But before starting your sentence, you internally formulate the gist of the sentence you're going to say.
Which is exactly what happens in LLMs latent space too before they start outputting the first token.
I don't think you do a random walk through the words of a sentence as you conceive it. But it is hard not to think people don't center themes and moods in their mind as they compose their thoughts into sentences.
Similarly, have you ever looked into how actors learn their lines? It is often in a way that is a lot closer to a diffusion than token at a time.
Which is not to say that it's wrong or a bad approach. And I get why people are feeling a connection to the "diffusive" style. But, at the end of the day, all of these methods do build as their ultimate goal a coherent sequence of words that follow one after the other. It's just a difference of how much insight you have into the process.
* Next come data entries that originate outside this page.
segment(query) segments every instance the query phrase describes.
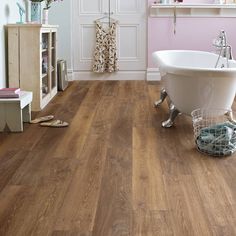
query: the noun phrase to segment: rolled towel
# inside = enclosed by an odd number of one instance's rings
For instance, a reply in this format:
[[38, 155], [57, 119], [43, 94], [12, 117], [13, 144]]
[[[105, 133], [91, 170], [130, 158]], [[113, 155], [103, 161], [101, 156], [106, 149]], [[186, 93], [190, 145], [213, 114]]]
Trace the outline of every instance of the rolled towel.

But I can't believe the actual literal words are diffusing when you're thinking.
When being asked: "How are you today", there is no way that your thoughts are literally like "Alpha zulu banana" => "I banana coco" => "I banana good" => "I am good". The diffusion does not happen at the output token layer, it happens much earlier at a higher level of abstraction.
"I ____ ______ ______ ______ and _____ _____ ______ ____ the ____ _____ _____ _____."
If the images in the article are to be considered an accurate representation, the model is putting meaningless bits of connective tissue way before the actual ideas. Maybe it's not working like that. But the "token-at-a-time" model is also obviously not literally looking at only one word at a time either.